帳簿のみの保存により仕入税額控除が認められる10つの取引+αとは
現行の制度では、課税仕入れに係る支払対価の額の合計額が3万円未満である場合に帳簿の保存のみで仕入税額控除が認められる特例が置かれています(消法※130条7項、消令※249条1項)。

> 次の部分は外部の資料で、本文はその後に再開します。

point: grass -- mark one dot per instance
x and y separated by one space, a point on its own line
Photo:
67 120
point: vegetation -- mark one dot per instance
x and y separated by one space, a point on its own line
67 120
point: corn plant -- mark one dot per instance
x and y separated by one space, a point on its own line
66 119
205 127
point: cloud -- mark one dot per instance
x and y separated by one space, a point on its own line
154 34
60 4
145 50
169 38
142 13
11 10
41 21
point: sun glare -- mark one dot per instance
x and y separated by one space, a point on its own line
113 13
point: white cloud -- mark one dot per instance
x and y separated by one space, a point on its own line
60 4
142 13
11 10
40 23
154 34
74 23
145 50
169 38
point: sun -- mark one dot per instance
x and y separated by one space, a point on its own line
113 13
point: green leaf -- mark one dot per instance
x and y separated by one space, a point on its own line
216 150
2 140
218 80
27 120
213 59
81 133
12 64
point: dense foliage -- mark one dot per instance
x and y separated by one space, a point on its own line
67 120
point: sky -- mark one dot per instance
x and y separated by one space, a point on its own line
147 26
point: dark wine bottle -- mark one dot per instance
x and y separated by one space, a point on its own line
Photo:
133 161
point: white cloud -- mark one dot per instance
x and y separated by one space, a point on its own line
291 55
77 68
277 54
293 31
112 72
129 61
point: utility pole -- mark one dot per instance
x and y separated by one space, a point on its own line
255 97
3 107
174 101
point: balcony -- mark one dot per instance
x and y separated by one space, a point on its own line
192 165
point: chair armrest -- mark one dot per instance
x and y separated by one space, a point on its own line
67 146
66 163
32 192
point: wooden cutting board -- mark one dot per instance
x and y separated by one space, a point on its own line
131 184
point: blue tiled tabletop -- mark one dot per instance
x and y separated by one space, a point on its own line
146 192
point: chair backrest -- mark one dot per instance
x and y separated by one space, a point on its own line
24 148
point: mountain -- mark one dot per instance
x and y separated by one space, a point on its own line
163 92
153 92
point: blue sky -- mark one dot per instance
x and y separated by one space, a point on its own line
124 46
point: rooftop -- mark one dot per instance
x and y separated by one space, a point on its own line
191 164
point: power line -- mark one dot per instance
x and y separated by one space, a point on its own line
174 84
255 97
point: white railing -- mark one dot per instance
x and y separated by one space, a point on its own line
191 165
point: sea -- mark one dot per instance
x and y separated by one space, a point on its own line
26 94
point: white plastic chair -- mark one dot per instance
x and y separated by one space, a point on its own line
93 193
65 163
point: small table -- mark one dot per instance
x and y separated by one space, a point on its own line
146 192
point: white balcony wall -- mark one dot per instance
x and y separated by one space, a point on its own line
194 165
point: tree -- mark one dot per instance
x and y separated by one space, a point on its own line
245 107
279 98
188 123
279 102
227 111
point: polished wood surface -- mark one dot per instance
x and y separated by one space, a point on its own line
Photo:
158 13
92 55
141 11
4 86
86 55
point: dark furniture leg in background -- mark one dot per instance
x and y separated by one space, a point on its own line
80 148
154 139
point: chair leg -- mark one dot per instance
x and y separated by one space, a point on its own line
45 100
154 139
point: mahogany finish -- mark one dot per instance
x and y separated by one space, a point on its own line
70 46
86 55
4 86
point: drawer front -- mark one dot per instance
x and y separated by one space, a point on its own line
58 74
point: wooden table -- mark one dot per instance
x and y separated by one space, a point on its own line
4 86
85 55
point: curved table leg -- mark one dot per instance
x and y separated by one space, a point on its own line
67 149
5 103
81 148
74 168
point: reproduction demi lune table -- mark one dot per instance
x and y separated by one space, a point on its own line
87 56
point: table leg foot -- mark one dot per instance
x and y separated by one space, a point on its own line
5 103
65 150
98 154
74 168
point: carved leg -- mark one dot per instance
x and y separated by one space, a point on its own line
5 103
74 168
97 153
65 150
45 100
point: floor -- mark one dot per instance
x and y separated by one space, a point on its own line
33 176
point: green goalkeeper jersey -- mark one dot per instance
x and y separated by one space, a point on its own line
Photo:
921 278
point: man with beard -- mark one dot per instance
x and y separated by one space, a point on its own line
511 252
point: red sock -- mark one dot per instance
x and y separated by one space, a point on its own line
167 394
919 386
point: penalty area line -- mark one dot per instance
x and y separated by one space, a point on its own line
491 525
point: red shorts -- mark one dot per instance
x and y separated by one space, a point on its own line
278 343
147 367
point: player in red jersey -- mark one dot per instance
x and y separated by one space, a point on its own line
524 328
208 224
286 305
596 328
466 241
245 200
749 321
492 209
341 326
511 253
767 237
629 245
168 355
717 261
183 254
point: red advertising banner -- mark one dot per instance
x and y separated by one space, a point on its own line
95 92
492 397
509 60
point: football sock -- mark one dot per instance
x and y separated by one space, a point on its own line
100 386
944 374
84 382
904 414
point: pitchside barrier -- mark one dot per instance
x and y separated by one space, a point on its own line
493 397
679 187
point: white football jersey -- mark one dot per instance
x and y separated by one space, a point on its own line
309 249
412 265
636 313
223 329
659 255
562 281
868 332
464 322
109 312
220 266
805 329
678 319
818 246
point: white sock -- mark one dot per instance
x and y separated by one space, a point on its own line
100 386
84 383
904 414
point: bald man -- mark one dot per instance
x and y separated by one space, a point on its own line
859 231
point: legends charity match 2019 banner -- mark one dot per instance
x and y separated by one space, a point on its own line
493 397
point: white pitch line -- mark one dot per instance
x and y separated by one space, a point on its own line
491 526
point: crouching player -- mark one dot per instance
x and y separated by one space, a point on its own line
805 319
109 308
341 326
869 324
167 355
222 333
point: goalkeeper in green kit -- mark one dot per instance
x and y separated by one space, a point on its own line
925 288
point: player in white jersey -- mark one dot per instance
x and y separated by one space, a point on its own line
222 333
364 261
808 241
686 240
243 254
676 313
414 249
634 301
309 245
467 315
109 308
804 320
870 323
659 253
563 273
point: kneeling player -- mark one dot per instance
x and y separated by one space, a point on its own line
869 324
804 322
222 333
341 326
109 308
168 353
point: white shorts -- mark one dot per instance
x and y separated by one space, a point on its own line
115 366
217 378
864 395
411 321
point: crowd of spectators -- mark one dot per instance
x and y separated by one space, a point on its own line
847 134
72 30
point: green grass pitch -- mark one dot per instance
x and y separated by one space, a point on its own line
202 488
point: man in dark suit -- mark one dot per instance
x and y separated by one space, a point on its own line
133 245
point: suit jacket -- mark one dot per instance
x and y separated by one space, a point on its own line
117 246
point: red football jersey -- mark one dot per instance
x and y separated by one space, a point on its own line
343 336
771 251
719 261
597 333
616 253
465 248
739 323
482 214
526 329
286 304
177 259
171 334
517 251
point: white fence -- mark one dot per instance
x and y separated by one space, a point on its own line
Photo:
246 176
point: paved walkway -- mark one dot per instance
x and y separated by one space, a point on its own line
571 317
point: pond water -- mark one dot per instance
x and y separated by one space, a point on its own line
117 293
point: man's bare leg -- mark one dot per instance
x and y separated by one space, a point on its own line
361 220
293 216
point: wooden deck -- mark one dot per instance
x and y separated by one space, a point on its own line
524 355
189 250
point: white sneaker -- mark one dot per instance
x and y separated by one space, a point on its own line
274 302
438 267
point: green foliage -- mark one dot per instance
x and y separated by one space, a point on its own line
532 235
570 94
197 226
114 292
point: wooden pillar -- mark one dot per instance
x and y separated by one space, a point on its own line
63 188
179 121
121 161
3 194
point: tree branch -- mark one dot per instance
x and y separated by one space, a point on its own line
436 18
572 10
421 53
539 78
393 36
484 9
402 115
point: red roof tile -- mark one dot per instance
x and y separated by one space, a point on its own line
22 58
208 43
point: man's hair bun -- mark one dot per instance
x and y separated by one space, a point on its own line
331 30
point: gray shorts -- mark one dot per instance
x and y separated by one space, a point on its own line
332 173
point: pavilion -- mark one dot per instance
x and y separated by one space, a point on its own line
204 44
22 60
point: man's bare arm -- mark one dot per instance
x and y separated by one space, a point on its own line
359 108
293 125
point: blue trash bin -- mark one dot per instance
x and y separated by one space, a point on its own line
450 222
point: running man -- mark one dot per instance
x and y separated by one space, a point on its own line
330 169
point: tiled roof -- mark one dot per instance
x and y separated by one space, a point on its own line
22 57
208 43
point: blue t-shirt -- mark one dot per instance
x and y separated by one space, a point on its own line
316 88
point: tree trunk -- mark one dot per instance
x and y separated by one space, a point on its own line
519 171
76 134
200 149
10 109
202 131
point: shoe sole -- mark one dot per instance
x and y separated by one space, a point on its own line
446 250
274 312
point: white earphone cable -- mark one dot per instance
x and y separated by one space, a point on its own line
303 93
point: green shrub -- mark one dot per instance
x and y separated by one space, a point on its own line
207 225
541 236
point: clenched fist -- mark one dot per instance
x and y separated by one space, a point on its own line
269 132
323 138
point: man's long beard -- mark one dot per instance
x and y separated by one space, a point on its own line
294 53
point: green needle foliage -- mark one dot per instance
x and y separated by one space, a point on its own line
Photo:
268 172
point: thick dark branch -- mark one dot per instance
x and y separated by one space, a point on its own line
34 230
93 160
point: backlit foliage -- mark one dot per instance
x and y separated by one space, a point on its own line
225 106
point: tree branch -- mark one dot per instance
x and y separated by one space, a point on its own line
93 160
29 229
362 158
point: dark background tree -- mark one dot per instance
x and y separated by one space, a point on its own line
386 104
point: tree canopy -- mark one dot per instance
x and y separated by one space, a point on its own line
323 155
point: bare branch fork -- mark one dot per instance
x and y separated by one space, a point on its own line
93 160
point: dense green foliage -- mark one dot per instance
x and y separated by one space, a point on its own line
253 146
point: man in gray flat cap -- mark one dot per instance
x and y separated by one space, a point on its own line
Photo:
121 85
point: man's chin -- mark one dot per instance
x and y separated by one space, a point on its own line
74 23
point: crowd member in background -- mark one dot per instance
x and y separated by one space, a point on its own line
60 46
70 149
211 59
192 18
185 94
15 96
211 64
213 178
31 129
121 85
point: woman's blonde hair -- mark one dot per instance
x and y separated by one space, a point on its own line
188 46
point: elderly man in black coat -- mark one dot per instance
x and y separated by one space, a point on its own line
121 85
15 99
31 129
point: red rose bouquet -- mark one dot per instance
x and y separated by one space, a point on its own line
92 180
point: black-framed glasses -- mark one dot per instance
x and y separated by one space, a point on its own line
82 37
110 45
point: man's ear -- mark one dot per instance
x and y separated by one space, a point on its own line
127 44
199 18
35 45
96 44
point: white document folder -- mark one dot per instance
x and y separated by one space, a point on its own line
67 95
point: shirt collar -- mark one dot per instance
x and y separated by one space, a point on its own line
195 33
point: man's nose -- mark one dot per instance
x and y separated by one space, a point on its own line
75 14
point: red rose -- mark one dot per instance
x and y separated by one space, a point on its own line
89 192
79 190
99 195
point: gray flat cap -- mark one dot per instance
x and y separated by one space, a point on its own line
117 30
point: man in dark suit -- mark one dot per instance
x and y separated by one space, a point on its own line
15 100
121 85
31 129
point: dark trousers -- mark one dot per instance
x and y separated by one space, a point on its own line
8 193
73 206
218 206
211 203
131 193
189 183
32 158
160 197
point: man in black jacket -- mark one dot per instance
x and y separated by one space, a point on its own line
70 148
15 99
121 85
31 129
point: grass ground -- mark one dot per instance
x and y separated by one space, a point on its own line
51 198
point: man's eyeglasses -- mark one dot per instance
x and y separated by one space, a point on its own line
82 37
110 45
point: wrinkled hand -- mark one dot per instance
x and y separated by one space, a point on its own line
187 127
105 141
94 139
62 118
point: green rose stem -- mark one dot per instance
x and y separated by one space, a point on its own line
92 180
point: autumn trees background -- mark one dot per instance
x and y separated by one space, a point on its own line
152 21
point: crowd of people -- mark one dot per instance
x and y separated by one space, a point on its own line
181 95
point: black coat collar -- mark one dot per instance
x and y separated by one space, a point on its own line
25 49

適格請求書等保存方式の下では、この3万円特例は廃止され、「支払対価の額の合計額が少額である場合」に代えて「請求書等の交付を受けることが困難である場合」とされました。「請求書等の交付を受けることが困難である場合」には、当該課税仕入れを行った事業者において適格請求書等の保存を要せず、一定の事項が記載された帳簿のみの保存により仕入税額控除を認めるものとされます(新消法30条7項)。
具体的には次の10つの取引(限定列挙)
特例の名称は分かりやすい名称をつけ、10個に分けてみました。
①公共交通機関特例
3万円未満の公共交通機関である船舶、バスまたは鉄道による旅客の運送として行われるもの
②入場券等回収特例
適格簡易請求書の要件を満たす入場券等が使用の際に回収されるもの
③自動販売機特例
3万円未満の自動販売機または自動サービス機からのもの
④出張旅費等特例
従業員等に支給する通常必要と認められる出張旅費等
⑤ポスト投函特例
郵便切手類のみを対価とする郵便の役務および貨物の運送(郵便ポストに差し出された郵便物および貨物に係るものに限る)
⑥古物商特例
古物営業を営む者が適格請求書発行事業者でない者から買い受けるもの
⑦質屋特例
質屋を営む者が適格請求書発行事業者でない者から買い受けるもの
⑧宅建業者の特例
宅地建物取引業を営む者が適格請求書発行事業者でない者から買い受けるもの
⑨再生資源の特例
適格請求書発行事業者でない者から再生資源または再生部品を買い受けるもの
⑩農協特例
生産者が農協等に委託して行う農林水産物の委託販売によるもの
+α(少額特例)
課税仕入れにかかる金額が税込1万円未満のもの。なお、少額特例の対象となるのは、基準期間の課税売上高が1億円以下、または特定期間の課税売上高が5,000万円以下の事業者です。適用期間は、2029年9月30日までの期間です。